I am trying find a method how to extract a list of numbers from a list that are the most self-similar?
I would like to filter out values that stand out too much from a general list.
From screenshot attached first list would return
0.065, 0.066, 0.067, 0.067, 0.066, 0.066
second
0.049, 0.049, 0.049, 0.049.0.051,0.052
One idea was to use K-Means clustering for the list.
But I am wondering if there is a simple mathematical way to get this?

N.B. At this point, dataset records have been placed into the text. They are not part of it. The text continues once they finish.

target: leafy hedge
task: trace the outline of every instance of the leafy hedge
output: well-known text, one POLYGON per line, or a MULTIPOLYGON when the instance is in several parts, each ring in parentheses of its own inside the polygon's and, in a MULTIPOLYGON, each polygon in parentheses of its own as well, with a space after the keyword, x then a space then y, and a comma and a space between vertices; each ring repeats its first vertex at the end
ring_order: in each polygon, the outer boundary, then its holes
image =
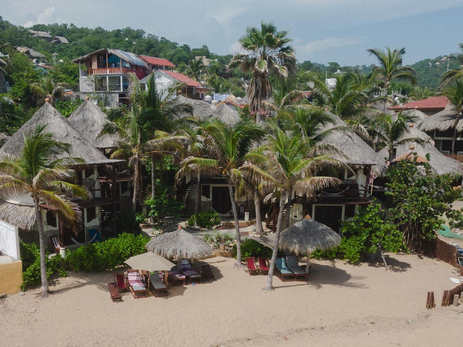
POLYGON ((124 233, 103 242, 90 243, 66 252, 66 262, 74 271, 90 272, 113 270, 131 257, 146 251, 149 238, 124 233))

I do not mind using .net math numeric libraries if needed.
using System.Linq;
private void RunScript(DataTree<double> data, double threshold, ref object A)
{
A = GroupSimilarNumbers(data, threshold);
}
// <Custom additional code>
public DataTree<double> GroupSimilarNumbers(DataTree<double> data, double threshold)
{
DataTree<double> Out = new DataTree<double>();
for (int i = 0; i < data.BranchCount; i++)
{
Dictionary<double, double> groups = new Dictionary<double, double>();
for (int j = 0; j < data.Branches[i].Count - 1; j++)
{
double val = data.Branches[i][j];
double nextVal = data.Branches[i][j + 1];
if(Similar(val, nextVal, threshold))
{
if(!groups.ContainsValue(val))
groups.Add(val, val);
}
if(groups.Count > 0)
{
foreach (KeyValuePair<double, double> entry in groups)
{
if(Similar(val, entry.Value, threshold))
{
if(!groups.ContainsValue(val))
{
groups.Add(val, val);
break;
}
}
if(Similar(nextVal, entry.Value, threshold))
{
if(!groups.ContainsValue(nextVal))
{
groups.Add(nextVal, nextVal);
break;
}
}
}
}
}
Out.AddRange(groups.Select(a => a.Value).ToArray(), new GH_Path(i));
}
return Out;
}
public bool Similar(double a, double b, double threshold)
{
return Math.Abs((a - b)) <= threshold;
}
Important Note: The algorithm would be much simpler if all the branches are sorted before hand. There is actually a small bug in this version because of this. So just sort the data before hand.
Another option with just gh components, use that numbers as a coordinate with [Construct Point], group them with [Points Group] component and use [List Item] to filter the numbers with the Indices output.
@Petras_Vestartas
I am asking myself the same question at the moment.
I would like to group them by their similiarity or deviations, e.g. in your first example when searching for a 0.005 devaition in
Get some entry Level take (as exposed in the SO link above - but why use floats ? [unless you have 1Z numbers on hand]). Obviously delta dictates the N of clusters (contrary to some KMeans).